Applying the Bayes-factor-only decision rule to disease diagnosis would lead us to decide that a person has the disease whenever the diagnostic test is positive because the Bayes factor is 19.4 which is much greater than 3. Using only the Bayes factor for decision making, instead of the posterior probabilities of the models, ignores Bayes' rule and is not Bayesian despite the terminology. A Bayes factor is only Bayesian in the full context of Bayes' rule, which converts prior probabilities to posterior probabilities.

The usual justification for using the Bayes factor alone is two fold. First, if the prior probabilities of the models are all equal, then the posterior odds algebraically equal the Bayes factor. (You can see that for yourself from the equations above.) Setting the prior probabilities to be equal seems to be an innocuous default for many model-comparison settings, even if it's an absurd assumption for random screening of diseases or drug usage. Second, even if unequal prior probabilities for the models are assumed, the Bayes factor tells us how to modify those prior odds to arrive at the corresponding posterior odds. Therefore it is informative to report the Bayes factor.

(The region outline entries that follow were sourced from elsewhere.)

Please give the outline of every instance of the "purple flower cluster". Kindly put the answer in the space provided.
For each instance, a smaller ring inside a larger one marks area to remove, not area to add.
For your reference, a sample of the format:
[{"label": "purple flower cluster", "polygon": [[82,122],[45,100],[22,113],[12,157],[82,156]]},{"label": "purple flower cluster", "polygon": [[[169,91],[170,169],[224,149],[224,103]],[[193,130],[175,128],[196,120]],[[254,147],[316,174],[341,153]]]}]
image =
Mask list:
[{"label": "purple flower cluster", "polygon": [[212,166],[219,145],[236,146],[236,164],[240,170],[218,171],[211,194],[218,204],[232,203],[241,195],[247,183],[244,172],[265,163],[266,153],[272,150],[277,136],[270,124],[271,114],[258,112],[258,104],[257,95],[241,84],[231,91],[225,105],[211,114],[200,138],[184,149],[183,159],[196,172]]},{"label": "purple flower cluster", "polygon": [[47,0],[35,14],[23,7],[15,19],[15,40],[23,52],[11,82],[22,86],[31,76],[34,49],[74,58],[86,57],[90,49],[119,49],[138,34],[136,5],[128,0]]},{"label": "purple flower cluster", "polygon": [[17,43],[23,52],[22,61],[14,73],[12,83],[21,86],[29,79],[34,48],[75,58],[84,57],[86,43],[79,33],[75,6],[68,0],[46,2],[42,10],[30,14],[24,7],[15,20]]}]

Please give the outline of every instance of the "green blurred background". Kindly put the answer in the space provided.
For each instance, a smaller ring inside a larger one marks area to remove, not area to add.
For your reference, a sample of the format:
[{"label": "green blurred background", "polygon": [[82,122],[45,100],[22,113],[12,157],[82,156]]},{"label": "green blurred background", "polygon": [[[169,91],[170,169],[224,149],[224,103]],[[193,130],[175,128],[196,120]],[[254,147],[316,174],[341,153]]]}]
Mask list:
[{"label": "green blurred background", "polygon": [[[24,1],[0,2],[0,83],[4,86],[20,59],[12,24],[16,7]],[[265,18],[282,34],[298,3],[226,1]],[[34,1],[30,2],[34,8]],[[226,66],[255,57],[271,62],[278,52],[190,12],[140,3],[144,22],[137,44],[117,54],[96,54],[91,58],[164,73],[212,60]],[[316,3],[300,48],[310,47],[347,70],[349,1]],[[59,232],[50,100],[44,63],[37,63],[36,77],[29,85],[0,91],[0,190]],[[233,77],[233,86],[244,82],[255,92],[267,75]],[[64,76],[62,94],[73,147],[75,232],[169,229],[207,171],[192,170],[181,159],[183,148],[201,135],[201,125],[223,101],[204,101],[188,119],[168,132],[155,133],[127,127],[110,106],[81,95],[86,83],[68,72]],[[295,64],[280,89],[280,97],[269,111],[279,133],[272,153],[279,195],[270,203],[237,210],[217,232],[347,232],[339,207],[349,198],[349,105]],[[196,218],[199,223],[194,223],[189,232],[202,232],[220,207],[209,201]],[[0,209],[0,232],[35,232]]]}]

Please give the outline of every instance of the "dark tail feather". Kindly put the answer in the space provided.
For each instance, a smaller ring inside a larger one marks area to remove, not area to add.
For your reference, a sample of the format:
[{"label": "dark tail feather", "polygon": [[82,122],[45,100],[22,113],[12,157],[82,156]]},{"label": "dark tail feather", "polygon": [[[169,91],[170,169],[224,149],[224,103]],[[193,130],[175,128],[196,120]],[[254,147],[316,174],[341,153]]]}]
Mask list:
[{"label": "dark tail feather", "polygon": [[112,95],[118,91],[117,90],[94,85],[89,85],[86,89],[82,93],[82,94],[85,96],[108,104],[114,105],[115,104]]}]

The two justifications must be used carefully. First, I doubt that most model-comparison settings really are well represented by assuming equal prior probabilities of the models. If this were true, it would be asserting that the researcher is utterly ignorant of the models and has no prior data or theory or knowledge of any sort to suggest that one model is more or less plausible than the other.[replaced 2015-Dec-13 9:04am with the following sentence] Setting the prior probabilities equal to each other is an assertion of equality, not an expression of uncertainty; the next section discusses uncertainty. Second, even if the Bayes factor is reported to summarize the analysis, the Bayes factor should not be the basis for decision making. The decision should be based on the posterior probabilities of the models.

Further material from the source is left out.